Oui. Sans vouloir les juger à mon tour, je considère que les gens qui jugent les êtres différents sont des exterminateurs de qualité et de santé au sein d’une société. La différence et la norme ont besoin l’une de l’autre, une civilisation dynamique et saine en a besoin, que ça lui plaise ou non. La différence fait peur aux gens qui l’envient secrètement, ou craignent qu’elle les contamine. L’ostraciser est alors plus simple que de la côtoyer. Mais les gens différents sont souvent les penseurs, les bâtisseurs, les sensibles, ceux qui solidifient l’édifice de la société en y engageant leurs idées, leur art, leur vision. Sans eux, nous sommes morts.

Le spectateur suit plus volontiers l'histoire d'amour entre Fred et Laurence que la transformation de ce dernier. Finalement, vous ne cherchez pas à expliquer pourquoi ce besoin de devenir une femme.

Non. Il est le fil conducteur du récit, mais jamais son histoire première. Il est si naturel, si évident aux yeux de Laurence qu’elle est une femme que j’ai voulu accepter sans explications, sans détours, sans "exposition" cette réalité moi aussi.

Pourquoi placer l'histoire dans les années 80-90? Pour montrer que les choses n'ont pas évoluées?

Oui.

Vous avez dit que Laurence Anyways était votre film le plus abouti. Pourquoi?

Parce que c’est le plus émouvant, pour moi. Celui dont j’apprécie le plus le rythme, la production, les costumes, le jeu. Celui que je trouve le plus harmonieux; l’émotion et le style je pense s’y accordent avec équilibre et j’en suis fier. Enfin, c’est celui que j’aime vraiment, pour la première fois. J’ai été surpris d’être fier de mon film.
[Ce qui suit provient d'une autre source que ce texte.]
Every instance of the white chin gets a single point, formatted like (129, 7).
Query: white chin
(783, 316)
N'est-ce pas un peu tôt pour affirmer que ce film servira de point de comparaison avec les autres à venir?

C’est instinctif, quand je dis ça. Je lis énormément de critiques depuis l’âge d’environ 15 ans. C’est la lecture la plus présente dans ma vie. J’ai beaucoup de plaisir à explorer l’univers des critiques de cinéma, essayer de décortiquer leur démarche, identifier leurs goûts intimes, les tendances qu’ils approuvent, les genres qu’ils décrient. Je constate, mais peut-être que je me fourvoie, qu’un cinéaste est presque indubitablement victime de comparaisons avec les œuvres-clé de sa filmographie, à partir desquelles on décriera que tout autre œuvre est une variation réussie ou moins réussie, ou, si le critique est bon prince "différente de…".
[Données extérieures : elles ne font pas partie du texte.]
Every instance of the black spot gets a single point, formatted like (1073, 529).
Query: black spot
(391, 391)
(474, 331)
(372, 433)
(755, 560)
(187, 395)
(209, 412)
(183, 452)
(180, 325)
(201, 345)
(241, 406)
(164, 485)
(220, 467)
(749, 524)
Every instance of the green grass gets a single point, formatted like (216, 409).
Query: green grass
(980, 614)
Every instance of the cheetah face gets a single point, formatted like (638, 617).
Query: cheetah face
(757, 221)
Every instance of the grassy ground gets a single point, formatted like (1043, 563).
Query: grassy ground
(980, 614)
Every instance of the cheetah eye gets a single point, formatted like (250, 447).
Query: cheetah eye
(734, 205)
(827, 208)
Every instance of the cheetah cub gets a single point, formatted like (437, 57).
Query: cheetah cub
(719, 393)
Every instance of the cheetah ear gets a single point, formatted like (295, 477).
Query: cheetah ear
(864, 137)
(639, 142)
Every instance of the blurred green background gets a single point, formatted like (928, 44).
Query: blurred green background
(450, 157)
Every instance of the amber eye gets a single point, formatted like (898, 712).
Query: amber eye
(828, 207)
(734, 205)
Je lis très rarement des critiques qui évaluent un film en le dénudant de tout précédant, de tout historique. C’est appréciable quand cela se produit. Je parle bien sûr au nom de cinéastes dont j’aime les films, et desquels les critiques m’intéressent, n’ayant moi-même pas fait assez de films pour faire par empirisme de telles observations. Je constate aussi dans certains cas que l’art critique s’amenuise souvent à travers la manie de la référence, voire sa nécessité, qui ne devrait jamais être le seul instrument de l’outillage analytique.

Je suis extrêmement intimidé, pour ne pas dire traumatisé, par l’inéluctable association de mon travail à mille cinéastes que ma jeune vie m’empêche de connaître, ou que partiellement. Quand je tourne, et que j’ai une idée, je me dis aussitôt: "Merde, qui me dira-t-on que je copie cette fois?" Il est inexorable de "copier", volontairement ou involontairement les artistes que l’on côtoie ou à qui l’on emboîte le pas. Les idées voyagent de façon simultanée et tout a été fait, et est désormais refait autrement. Et je ne peux m’empêcher de penser que si je n’avais pas 23 ans, je ne serais pas victime de ces associations, et qu’on ne m’imposerait pas si souvent ce titre d’épigone.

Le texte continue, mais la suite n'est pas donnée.